Время обворожительных женщин и галантных кавалеров, эпоха философов и острословов подходили к концу. Медленно уходила и эпоха расцвета авантюризма. Когда путь искателя приключений из нищей лачуги во дворец был коротким. Хотя ещё короче мог быть путь из дворца в руки палача.

С середины XVIII века в этот театр сладкой жизни, остроумия и любви избранных господ, отгородившихся от остальной страны стеной законов, созданных специально для самих себя, начинают проникать мысли и творения философов. Имена этих философов переживут свой век и станут символами духовности. А во Франции, этой законодательницы мод и придворного этикета, уже начинается отсчёт времени, когда взметнётся страшный революционный вихрь и похоронит плоды этой возвышенной духовности под обломками.

Уходил в прошлое роскошный, блистательный и очень опасный век. Об одном из героев этого времени, о великом авантюристе Джакомо Казанове, и будет этa глава.*

Как упомянуто автором ранее, его роль в судьбе героини книги сложно переоценить.

Последние тринадцать лет своей жизни старик служил библиотекарем графа Йозефа Карла фон Вальдштейна, камергера австрийского императора. Граф был каббалистом, путешественником и ловеласом, известным в аристократических гостиных от Мадрида до Петербурга. Чувствуя родственную душу, граф привязался к Казанове, несмотря на значительную разницу в возрасте. Когда они случайно встретились в резиденции Фоскарини, венецианского посла в Вене,(34) граф вызвался оказать ему покровительство и предложил место библиотекаря в своём замке в Богемии.

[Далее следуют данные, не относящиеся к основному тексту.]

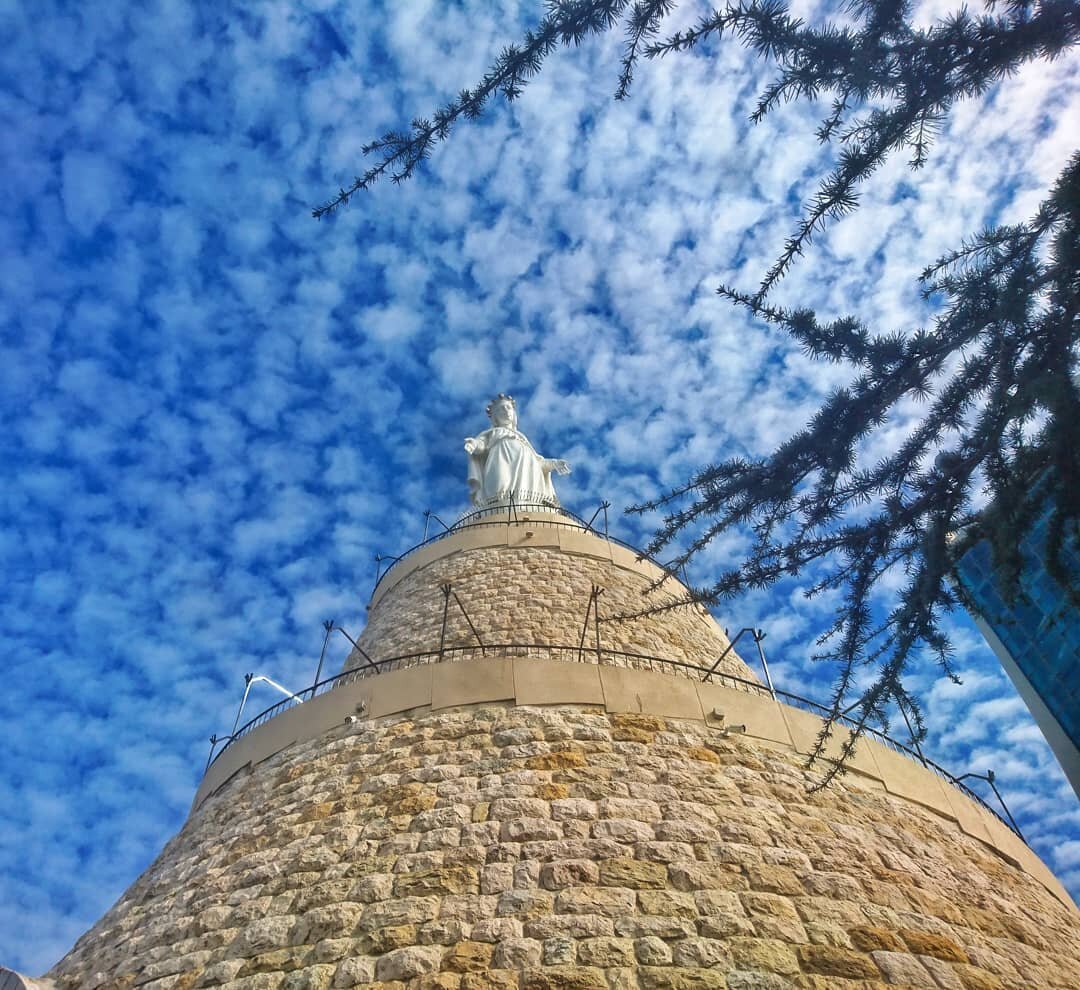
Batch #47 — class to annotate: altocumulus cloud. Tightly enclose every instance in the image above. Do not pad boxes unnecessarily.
[0,0,1080,973]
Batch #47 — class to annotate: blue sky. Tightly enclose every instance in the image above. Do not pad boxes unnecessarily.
[0,0,1080,974]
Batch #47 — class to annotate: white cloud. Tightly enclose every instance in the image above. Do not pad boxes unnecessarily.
[60,151,127,238]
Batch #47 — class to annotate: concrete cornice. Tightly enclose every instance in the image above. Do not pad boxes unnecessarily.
[192,656,1075,909]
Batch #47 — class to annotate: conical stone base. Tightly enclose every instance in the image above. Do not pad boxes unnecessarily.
[49,703,1080,990]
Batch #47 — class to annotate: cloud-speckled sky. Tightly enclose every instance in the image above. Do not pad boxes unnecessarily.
[0,0,1080,974]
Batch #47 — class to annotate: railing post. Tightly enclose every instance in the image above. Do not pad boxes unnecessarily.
[586,584,604,664]
[893,695,927,767]
[203,734,217,776]
[438,584,450,663]
[986,770,1027,845]
[578,584,596,663]
[311,619,334,697]
[751,629,777,701]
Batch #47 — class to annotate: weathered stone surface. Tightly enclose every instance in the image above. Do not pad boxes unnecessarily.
[540,859,600,891]
[599,859,667,890]
[394,866,480,897]
[492,938,543,969]
[900,928,971,963]
[46,705,1080,990]
[672,938,731,968]
[870,949,937,988]
[578,938,635,969]
[521,966,608,990]
[729,938,799,975]
[634,935,672,966]
[443,941,494,973]
[638,966,728,990]
[848,925,906,952]
[798,946,878,979]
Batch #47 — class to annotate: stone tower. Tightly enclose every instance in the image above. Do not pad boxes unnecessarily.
[19,401,1080,990]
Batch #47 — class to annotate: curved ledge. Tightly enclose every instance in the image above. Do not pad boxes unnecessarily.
[367,508,685,610]
[192,656,1075,909]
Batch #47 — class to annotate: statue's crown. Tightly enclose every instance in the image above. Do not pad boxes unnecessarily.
[484,392,517,416]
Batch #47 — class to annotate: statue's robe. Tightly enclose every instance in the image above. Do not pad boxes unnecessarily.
[469,426,558,508]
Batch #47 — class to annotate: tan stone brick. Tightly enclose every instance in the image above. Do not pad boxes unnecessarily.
[672,938,731,969]
[540,859,599,891]
[669,863,750,891]
[233,946,312,979]
[491,938,543,969]
[638,966,728,990]
[525,749,586,770]
[416,918,472,946]
[798,946,878,979]
[375,946,443,981]
[408,973,461,990]
[356,925,417,955]
[747,865,806,897]
[848,925,907,952]
[521,966,608,990]
[461,969,519,990]
[634,935,672,966]
[899,928,971,963]
[870,949,937,990]
[919,955,963,990]
[555,886,634,918]
[495,890,554,918]
[442,941,495,973]
[280,965,337,990]
[524,914,622,940]
[637,891,698,918]
[599,858,667,890]
[577,938,635,969]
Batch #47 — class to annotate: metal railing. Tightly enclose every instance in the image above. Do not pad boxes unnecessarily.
[372,499,685,596]
[206,643,1027,844]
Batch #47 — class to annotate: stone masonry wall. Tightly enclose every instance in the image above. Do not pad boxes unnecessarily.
[347,547,758,681]
[50,705,1080,990]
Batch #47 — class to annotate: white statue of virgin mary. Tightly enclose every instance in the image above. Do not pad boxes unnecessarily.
[465,392,570,508]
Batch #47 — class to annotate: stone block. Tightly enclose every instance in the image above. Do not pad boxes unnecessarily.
[780,705,881,779]
[870,949,937,990]
[431,657,514,710]
[555,886,634,918]
[394,866,480,897]
[599,667,705,721]
[798,945,879,979]
[638,966,728,990]
[897,928,971,963]
[521,966,608,990]
[442,941,495,973]
[634,935,672,966]
[697,682,795,746]
[362,664,434,718]
[848,925,907,952]
[514,659,604,705]
[491,938,542,969]
[578,938,635,969]
[540,859,600,891]
[375,946,443,982]
[599,858,667,890]
[728,938,799,976]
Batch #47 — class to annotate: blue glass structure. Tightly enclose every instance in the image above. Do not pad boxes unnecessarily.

Оказывать покровительство исключительным личностям, возможно, было семейной чертой обоих братьев семьи фон Вальдштейн.(35)

Тринадцать лет в огромном замке Дукс дали пожилому Казанове спокойную жизнь, безопасность и хороший заработок. Но принесли ему скуку и разочарование. Хотя размеренная провинциальная жизнь оказалась самой продуктивной для его творчества. Hе будь этого времени, скорее всего, его рукопись не была бы написана. И память о Казанове исчезла бы навсегда.

Хозяин жил в европейских столицах и посещал Дукс по случаю. Если бы граф фон Вальдштейн не поселил своего друга в скучном замке, а взял Казанову с собой в Париж или в Венецию, дал Казанове возможность блистать остроумием в салонах аристократов, весёлые истории авантюриста были бы рассказаны за бокалами с шампанским. Если бы наш старый ловелас был окружён прелестными посетительницами салонов аристократов, воспоминания о прошедших удовольствиях не посещали бы Казанову. И, вероятнее всего, никогда история авантюриста не была бы записана на бумаге. Из-за отсутствия у него времени, да и желания на написание рукописи.

Замок Дукс – роскошная провинциальная обитель, насчитывает не менее сотни комнат, залов, салонов и кабинетов. Но для старого Казановы замок стал бесконечным холодным лабиринтом. В парадной анфиладе комнат, среди изящной мебели, великолепной коллекции гобеленов и бесценных вещей, в тиши роскошных кабинетов бродила его беспросветная тоска. Слуги порой изводили старика мелкими пакостями. Общество замковой челяди окружало его. Это было хуже, чем одиночество.

В один из хмурых осенних дней, когда мелкий дождь барабанил в окна замка, а мысли были столь же унылы, как и вид из этих окон, старый авантюрист в отчаянии решил удалиться в монастырь. "Мне понятно ваше желание, сын мой, освободиться от груза прошлой жизни, под тяжестью которого прогибается ваша душа. Но ряса не делает монаха монахом", – назидательно ответил своему редкому гостю капеллан местной церкви после утренней службы.

Слова капеллана щебетали птицы в саду, их повторило выглянувшее к обеду солнце. И тогда, оставив идею бегства от судьбы, старик сел в замковой библиотеке за письменный стол и положил перед собой чистый лист бумаги. Какое-то время он задумчиво вертел перо в руках: "…Бежать, бежать от этой всепроникающей гнетущей тоски,…».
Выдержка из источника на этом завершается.